SELECT match_status, COUNT(*) as records
FROM empi.empi_crosswalk
GROUP BY match_status;
-- How large are the clusters?
SELECT cluster_size, COUNT(DISTINCT empi_id) as clusters
FROM empi.empi_crosswalk
GROUP BY cluster_size
ORDER BY cluster_size;
-- Review a sample of matches with their narratives
SELECT *
FROM empi.empi_patient_events
WHERE event_type = 'EMPI_MATCH'
LIMIT 25;
-- Check data quality anomalies
SELECT *
FROM empi.empi_demographic_anomalies
ORDER BY affected_records DESC;
If match quality looks off (too many or too few matches), see the Configuration Guide for threshold tuning.
Step 10 - Enable snapshots (optional but recommended)
Snapshots enable change-detection events in empi_patient_events - you'll see EMPI_ID_CHANGED, MATCH_STATUS_CHANGED, and SOURCE_DATA_UPDATED events across runs.
Run snapshots after the first dbt run:
dbt snapshot
Then enable snapshot events in dbt_project.yml:
vars:
empi_lite:
empi_snapshot_enabled: true
On all subsequent runs, execute in order:
dbt snapshot && dbt run
Installation pattern A - Local package import
If you want EMPI Lite to run as part of your existing dbt project rather than as a standalone project, use the local package import pattern.
In your existing dbt project's packages.yml:
packages:
- local: ../empi_lite/empi_lite # path relative to your project root
Then run dbt deps in your existing project.
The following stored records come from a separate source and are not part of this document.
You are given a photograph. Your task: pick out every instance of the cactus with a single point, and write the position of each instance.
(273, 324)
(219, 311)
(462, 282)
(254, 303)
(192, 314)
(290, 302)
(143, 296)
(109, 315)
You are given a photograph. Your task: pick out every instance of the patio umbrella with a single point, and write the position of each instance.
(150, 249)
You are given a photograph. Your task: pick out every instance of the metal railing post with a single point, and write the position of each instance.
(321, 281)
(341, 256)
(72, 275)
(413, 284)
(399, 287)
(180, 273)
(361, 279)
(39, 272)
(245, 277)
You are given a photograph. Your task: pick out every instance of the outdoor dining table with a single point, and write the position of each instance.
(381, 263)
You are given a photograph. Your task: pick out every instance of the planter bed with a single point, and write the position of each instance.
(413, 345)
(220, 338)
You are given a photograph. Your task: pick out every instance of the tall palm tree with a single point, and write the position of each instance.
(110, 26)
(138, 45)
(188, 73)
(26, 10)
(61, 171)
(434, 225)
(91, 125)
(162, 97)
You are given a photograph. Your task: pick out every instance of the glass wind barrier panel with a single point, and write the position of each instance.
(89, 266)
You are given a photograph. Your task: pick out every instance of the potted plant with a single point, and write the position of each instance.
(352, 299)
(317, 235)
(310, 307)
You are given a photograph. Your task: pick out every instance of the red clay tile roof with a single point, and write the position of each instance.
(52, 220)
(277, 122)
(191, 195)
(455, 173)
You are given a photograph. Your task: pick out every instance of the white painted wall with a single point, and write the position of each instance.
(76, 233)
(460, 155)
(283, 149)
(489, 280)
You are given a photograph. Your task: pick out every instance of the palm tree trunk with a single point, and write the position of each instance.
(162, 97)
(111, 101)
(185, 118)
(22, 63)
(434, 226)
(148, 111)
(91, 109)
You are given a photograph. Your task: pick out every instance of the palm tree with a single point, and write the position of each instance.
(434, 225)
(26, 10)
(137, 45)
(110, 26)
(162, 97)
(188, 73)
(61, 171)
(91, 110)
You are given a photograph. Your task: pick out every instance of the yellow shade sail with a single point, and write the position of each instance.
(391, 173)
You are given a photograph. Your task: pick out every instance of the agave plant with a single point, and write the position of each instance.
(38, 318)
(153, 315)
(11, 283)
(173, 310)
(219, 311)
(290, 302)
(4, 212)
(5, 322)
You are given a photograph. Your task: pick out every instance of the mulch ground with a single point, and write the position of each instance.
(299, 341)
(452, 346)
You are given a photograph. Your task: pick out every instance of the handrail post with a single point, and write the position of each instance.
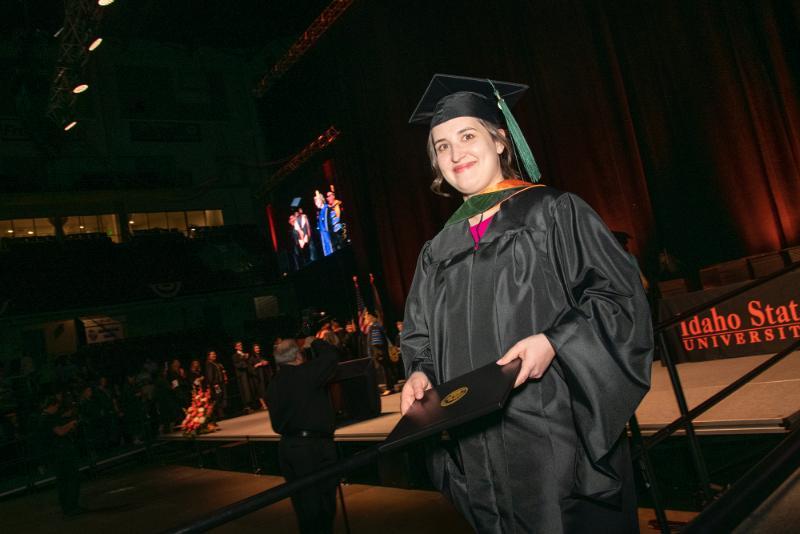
(694, 445)
(648, 474)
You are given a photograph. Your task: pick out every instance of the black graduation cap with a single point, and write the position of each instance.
(448, 97)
EMPI Lite models will build alongside your existing models in a single dbt run.
Your existing project's dbt_project.yml must include the EMPI Lite vars:
vars:
empi_lite:
empi_input_database: your_database
empi_input_schema: your_schema
match_threshold: 0.70
review_threshold_low: 0.50
review_threshold_high: 0.69
empi_snapshot_enabled: false
empi_custom_attributes_enabled: false
Routine operations
Once set up, the ongoing operational cadence is:
# On each source data refresh:
dbt snapshot && dbt run
# Process review queue (ad hoc or scheduled):
# 1. Query empi_review_queue_matches and empi_review_queue_splits
# 2. Insert decisions into empi_manual_review tables
# 3. Re-run: dbt run
Upgrading to a new version
When a new version of EMPI Lite is released:
- Pull the latest code from the upstream repo
- Do not overwrite:
seeds/empi_blocking_rules.csv(if you've customized blocking groups)seeds/empi_attribute_scores.csv(if you've tuned weights)seeds/empi_invalid_values.csv(if you've added custom invalid values)dbt_project.yml(contains your vars)models/sources.yml(contains your source configuration)
- Safe to overwrite: all
models/SQL files,macros/,snapshots/,tests/ - Run
dbt deps && dbt seed --exclude tag:large_seed && dbt run
Recommended: Keep your customizations on a dedicated git branch. Merge new versions into
mainand cherry-pick or rebase your branch.